A questa linea dobbiamo opporci con tutti i mezzi a nostra disposizione, ribadendo l’autonomia delle strutture di democrazia operaia e soprattutto rivendicando un’effettiva partecipazione all’elaborazione della linea strategica del sindacato con la richiesta di consultazioni reali e decisionali. Occorre contrapporre una reale pratica unitaria nei luoghi di lavoro al vecchio e logoro concetto dell’unità come vincolo della soggettività operaia all’interno della gabbia costituita dagli accordi di vertice.

È d’altra parte essenziale, a livello categoriale, sconfiggere i tentativi di sperequazione e di ristratificazione gerarchica che avanzano attorno alla parola d’ordine della professionalità, riaffermando una contrattazione al di fuori della logica delle compatibilità in grado per lo meno di resistere alla continua pressione sui salari che si è venuta operando in questi ultimi anni.

Abbiamo la consapevolezza che queste sono proposte difficili, ma crediamo che siano le uniche in grado di ribaltare una linea strategica della cui negatività i lavoratori stanno prendendo coscienza in maniera sempre più vistosa.

 

Note:

[1] Ucat-Ocl, Ai compagni su ... cit.  

[2] Palese è quest’aspetto di ricerca di legalizzazione e di istituzionalizzazione nella legge-quadro, non a caso avanzata nel Pubblico Impiego dove più deboli sono le Confederazioni e più diretto il rapporto con l’apparato statale; ma a questo fa bene riscontro, nel settore privato, il tentativo di trasformazione dei Cdf da originari strumenti di lotta, a pura rappresentanza sindacale di fabbrica, riconosciuta dalla controparte non per forza contrattuale, ma per concordata legittimazione.  

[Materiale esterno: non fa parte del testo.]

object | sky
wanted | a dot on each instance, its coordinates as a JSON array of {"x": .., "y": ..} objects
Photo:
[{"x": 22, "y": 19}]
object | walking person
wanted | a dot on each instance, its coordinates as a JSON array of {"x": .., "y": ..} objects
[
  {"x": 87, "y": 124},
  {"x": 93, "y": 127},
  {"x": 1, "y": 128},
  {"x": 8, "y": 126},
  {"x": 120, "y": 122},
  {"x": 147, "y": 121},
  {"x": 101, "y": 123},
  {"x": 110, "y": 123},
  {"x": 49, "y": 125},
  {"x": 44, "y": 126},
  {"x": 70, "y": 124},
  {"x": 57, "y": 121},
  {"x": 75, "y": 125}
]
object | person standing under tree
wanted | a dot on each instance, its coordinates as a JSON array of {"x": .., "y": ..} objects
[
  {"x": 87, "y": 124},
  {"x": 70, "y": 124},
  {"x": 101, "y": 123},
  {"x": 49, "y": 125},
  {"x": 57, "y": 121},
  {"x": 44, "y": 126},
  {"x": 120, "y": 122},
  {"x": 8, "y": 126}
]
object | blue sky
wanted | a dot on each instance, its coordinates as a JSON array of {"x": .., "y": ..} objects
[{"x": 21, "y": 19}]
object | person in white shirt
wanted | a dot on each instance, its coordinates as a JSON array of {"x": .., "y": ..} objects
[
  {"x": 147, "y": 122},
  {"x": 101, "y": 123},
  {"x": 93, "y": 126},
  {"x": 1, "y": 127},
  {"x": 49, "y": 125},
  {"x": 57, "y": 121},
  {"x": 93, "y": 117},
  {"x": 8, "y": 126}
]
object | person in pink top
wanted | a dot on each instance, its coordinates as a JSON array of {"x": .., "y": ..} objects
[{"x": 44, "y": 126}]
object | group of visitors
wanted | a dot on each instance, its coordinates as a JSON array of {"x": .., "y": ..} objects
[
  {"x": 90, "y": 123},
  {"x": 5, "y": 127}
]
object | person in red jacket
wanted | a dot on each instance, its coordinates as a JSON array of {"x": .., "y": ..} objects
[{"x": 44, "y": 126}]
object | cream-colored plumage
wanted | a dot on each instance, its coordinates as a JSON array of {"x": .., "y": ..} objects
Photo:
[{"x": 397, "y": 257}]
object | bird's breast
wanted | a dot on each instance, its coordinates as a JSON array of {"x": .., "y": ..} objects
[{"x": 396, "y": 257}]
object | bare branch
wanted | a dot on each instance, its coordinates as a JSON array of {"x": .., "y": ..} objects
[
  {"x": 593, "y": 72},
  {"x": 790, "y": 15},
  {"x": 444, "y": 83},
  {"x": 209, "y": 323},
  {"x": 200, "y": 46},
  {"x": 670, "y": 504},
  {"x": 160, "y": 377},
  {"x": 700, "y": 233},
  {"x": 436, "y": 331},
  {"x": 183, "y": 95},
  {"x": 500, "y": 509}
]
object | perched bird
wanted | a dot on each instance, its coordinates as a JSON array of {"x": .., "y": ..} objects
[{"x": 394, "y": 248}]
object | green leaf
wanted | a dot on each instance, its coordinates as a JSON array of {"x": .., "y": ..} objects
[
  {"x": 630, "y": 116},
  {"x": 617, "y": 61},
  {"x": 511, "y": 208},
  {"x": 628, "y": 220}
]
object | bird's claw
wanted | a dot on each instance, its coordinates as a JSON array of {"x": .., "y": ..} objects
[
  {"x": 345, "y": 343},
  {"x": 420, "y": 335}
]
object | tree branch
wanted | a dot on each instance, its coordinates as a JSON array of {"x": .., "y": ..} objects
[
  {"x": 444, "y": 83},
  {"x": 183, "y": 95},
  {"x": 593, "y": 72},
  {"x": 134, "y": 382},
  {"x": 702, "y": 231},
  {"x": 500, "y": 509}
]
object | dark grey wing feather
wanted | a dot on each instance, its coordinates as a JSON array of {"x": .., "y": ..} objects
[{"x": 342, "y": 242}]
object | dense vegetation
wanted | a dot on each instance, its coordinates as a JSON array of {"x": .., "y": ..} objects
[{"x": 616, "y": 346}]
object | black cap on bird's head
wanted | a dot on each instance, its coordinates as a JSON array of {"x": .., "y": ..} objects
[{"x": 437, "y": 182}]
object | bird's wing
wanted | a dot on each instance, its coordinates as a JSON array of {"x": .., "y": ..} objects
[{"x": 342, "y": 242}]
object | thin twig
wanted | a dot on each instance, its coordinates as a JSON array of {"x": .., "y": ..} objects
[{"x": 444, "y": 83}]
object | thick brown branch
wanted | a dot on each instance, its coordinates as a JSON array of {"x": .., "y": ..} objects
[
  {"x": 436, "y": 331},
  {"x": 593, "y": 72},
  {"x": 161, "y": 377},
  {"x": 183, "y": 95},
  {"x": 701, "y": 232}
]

[3] Cfr. paragrafo II.1.  

[4] Convegno unitario sull’azione del sindacato e riforma delle strutture organizzative, Montesilvano di Pescara, 5-7/XII/11979, Progetto della Segreteria, p. 1.  

[5] Tesi programmatiche approvate dal X° Congresso della Cgil, in “Rassegna Sindacale”, a. XXVII, n. 43 del 26/XI/1981, Tesi 12, p. 150.  

[6] Cfr. le dichiarazioni di A. Marianetti, allora Segretario Generale Aggiunto della Cgil, riportate in L.L., Tesserati Cgil: calo di 123 mila in un anno, in “Il Mondo”, a. I, n. 33 del 21/V/1982, p. 4.